Getting from Lisbon to Sintra
There are several ways to get from Lisbon to Sintra, but the easiest way we found is by Uber. It takes about 45 minutes by car, and though you can drive yourself, parking is a nightmare and something I don’t recommend. You can also take the train, but you will be at the mercy of the train schedule and also have to walk step hills from the train station depending on what castle you choose. Pro Tip: Buy tickets in advance (see below) and have your Uber drop you off directly at the first castle you want to see. Otherwise, you will have to walk from the main ticket area, which can be quite far.
What to Wear in Sintra
The weather in Sintra drastically changes from one moment to the next, so you need to be prepared with layers. We were there in early May and at times it got really warm and then really cold—cold enough for a heavy sweater or coat. You will do a ton of walking up hills and standing in line, so wear comfortable shoes with a lot of support. I recommend bringing a lightweight backpack with sunscreen, water, bandaids (in case of blisters), and a camera. Just keep in mind that you don’t want to have to carry around a lot since you’ll be walking so much.

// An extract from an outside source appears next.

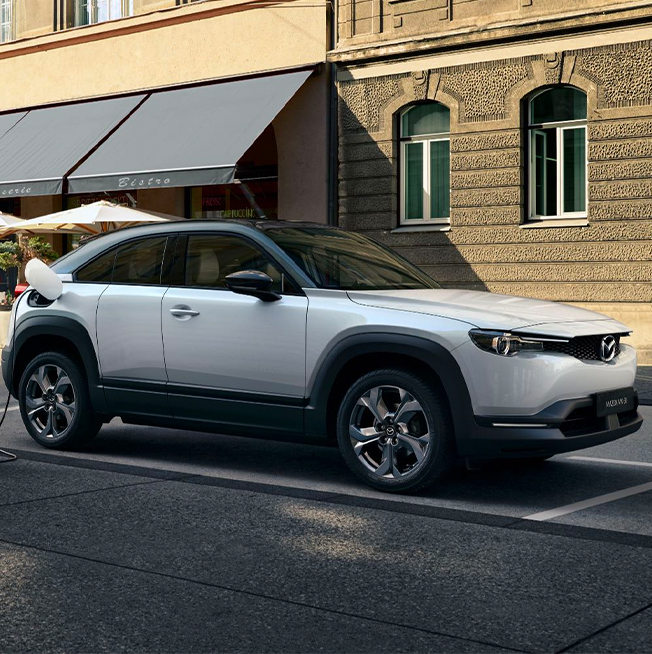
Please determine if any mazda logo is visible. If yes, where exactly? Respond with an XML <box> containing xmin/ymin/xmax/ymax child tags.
<box><xmin>599</xmin><ymin>336</ymin><xmax>617</xmax><ymax>361</ymax></box>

Planning Your Day in Sintra
There are many castles to visit in Sintra, but lines can be very long to get inside once you have tickets, so realistically, you’ll be lucky to see two-three castles in one day. You do not want to miss Palácio da Pena, as it is one of the most fairytale like castles you will ever see, with bright colors and incredible views. We also visited the The Quinta da Regaleira. I highly recommend that you buy tickets in advance so that you don’t have to waste time waiting in line for tickets.

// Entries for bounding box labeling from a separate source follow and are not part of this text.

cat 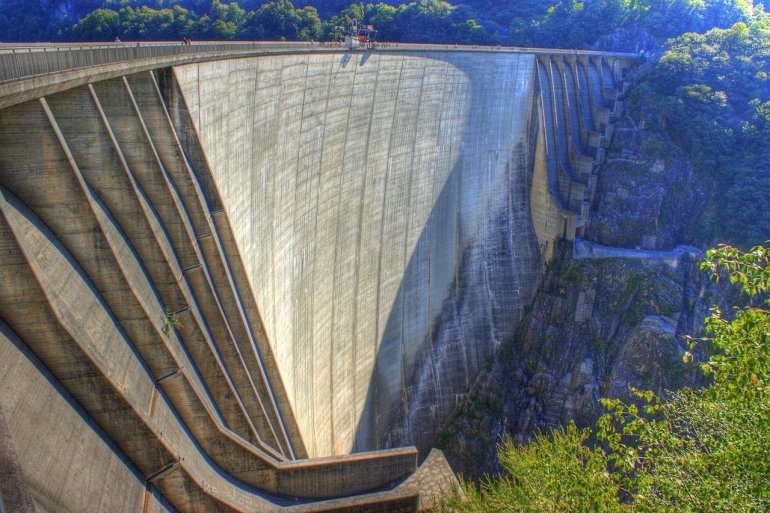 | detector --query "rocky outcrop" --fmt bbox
[442,244,710,477]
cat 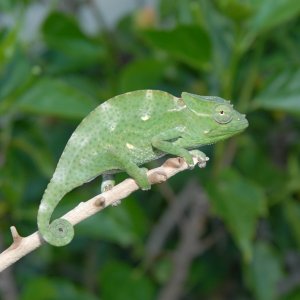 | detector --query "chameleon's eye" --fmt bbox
[214,104,232,124]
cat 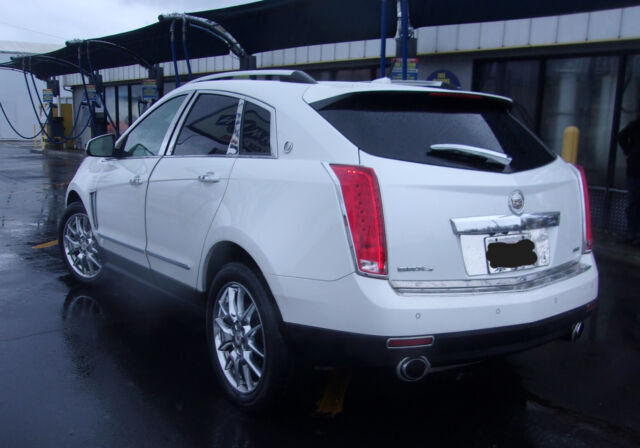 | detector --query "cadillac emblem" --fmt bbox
[509,190,524,215]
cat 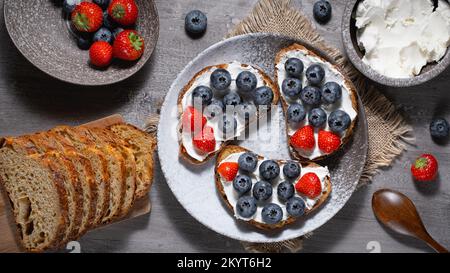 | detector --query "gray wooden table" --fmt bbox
[0,0,450,252]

While there is enough to see that you could spend the night and spend two days completely immersed in this enchanting place, we arrived in Sintra around 10:30a.m. and were back in Lisbon by 4:00p.m. Below is what we saw and the order we saw it.
Palácio da Pena
National Palace of Sintra
That National Palace if Sintra is located in the town centre. It’s hard to miss if you walk into the city center. We did not go inside, but it is the best perserved medieval royal residence in Portugal and was occupied by kings from the 15th-19th centuries.
The Quinta da Regaleira
An incredible gothic palace that was a private residence built in 1904-1910. The property is extensive, consisting of a palace, chapel, lakes, grottos, wells, and fountains.
Where to Eat in Sintra
After we had seen all the castles our feet could take, we had a relaxing lunch complete with wine at Incomum, which I highly recommend. I would suggest making a reservation, as it gets really busy—we waited 30 minutes without one.
Back in Lisbon with time to rest before dinner, we both agreed that Sintra is definitely one of the best day trips from LIsbon you can make.